Les années. Annie Ernaux

Les années, Annie Ernaux, GallimardLes années est une magnifique et impressionnante fresque déroulant plus de six décennies de la société française.

Annie Ernaux, l’une des pionnières du dévoilement de soi et du je n’emploie ici que la troisième personne. Elle ne cache pas en réalité embrasser sa propre vie, en venant se pencher régulièrement sur une photo, du bébé posé sur un coussin qu’elle était dans les années 1940 à la femme d’âge mûr qu’elle est devenue aujourd’hui.

Mais à partir de ce "elle" qui apparaît sur les clichés de l’album-souvenirs, c’est un "nous" qu’elle évoque, qui renvoie à la collectivité d’un pays, à ses modes de vie successifs, à l’évolution de ses mentalités.
Si les vies qu’elle décrit sont celles de ses congénères, ce "elle" contient aussi le regard que sa génération portait sur celle de ses parents puis sur celle de ses enfants.

Annie Ernaux revient également sur la façon dont la société française envisageait son histoire récente à chacune des époques. Quels souvenirs évoquait-on dans les repas de famille de l’après-guerre, puis dans les années 1960, puis dans les années 1970, et jusqu’à aujourd’hui ? Mais surtout, de quoi ne parlait-on pas ? Et l’adolescente sur la photo, de quelle "histoire" était-elle consciente ? Ce rapport à la mémoire collective inséré dans l’inventaire historique apporte au livre un souffle et une profondeur formidables.
Et sa dissociation de toute entreprise romanesque (contrairement à l’empesé Une vie française de Jean-Paul Dubois) lui confère une ampleur, une légèreté remarquables.

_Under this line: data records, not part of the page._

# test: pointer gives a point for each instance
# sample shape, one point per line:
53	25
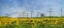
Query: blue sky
42	6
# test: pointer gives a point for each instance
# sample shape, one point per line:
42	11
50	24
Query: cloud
31	5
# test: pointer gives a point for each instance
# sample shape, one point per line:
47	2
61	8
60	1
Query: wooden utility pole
23	14
37	14
50	12
27	15
31	13
61	12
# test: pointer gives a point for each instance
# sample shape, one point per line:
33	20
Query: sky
16	8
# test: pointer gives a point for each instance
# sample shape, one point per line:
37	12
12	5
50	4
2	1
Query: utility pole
37	14
27	15
31	13
61	12
23	14
50	12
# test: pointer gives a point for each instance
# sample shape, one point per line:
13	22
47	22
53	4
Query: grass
31	22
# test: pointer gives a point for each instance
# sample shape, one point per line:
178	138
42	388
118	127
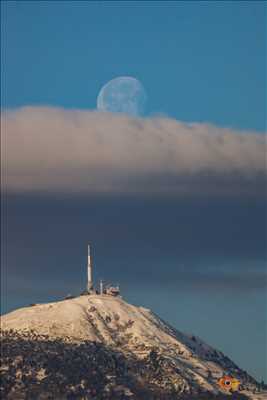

Chacun se retrouvera dans ces années, ou y retrouvera des références. Ceux qui sont nés après l’auteur verront les récits familiaux confirmés, complétés. Certains en ressortiront pris de mélancolie.
Mais si Les années tient du livre d’histoire teinté de sociologie, il est avant tout une très belle oeuvre littéraire, dans laquelle l’on retrouve la sincérité, la simplicité et la frontalité qui font la puissance du style d’Annie Ernaux.

Extrait des années 1970 :

Quelqu’un commençait à jouer de la guitare, à chanter Comme un arbre dans la ville de Maxime Le Forestier et Duerme negrito de Quilapayun – on écoutait les yeux baissés. On allait dormir au petit bonheur sur des lits de camp dans l’ancienne magnanerie, ne sachant pas s’il valait mieux faire l’amour avec son voisin de droite ou de gauche, ou rien. Le sommeil nous prenait avant d’avoir décidé, euphorisés et confortés dans la valeur d’un style de vie dont on s’était offert toute la soirée à nous même le spectacle – loin des "beaufs" entassés dans des campings à Merlin-Plage.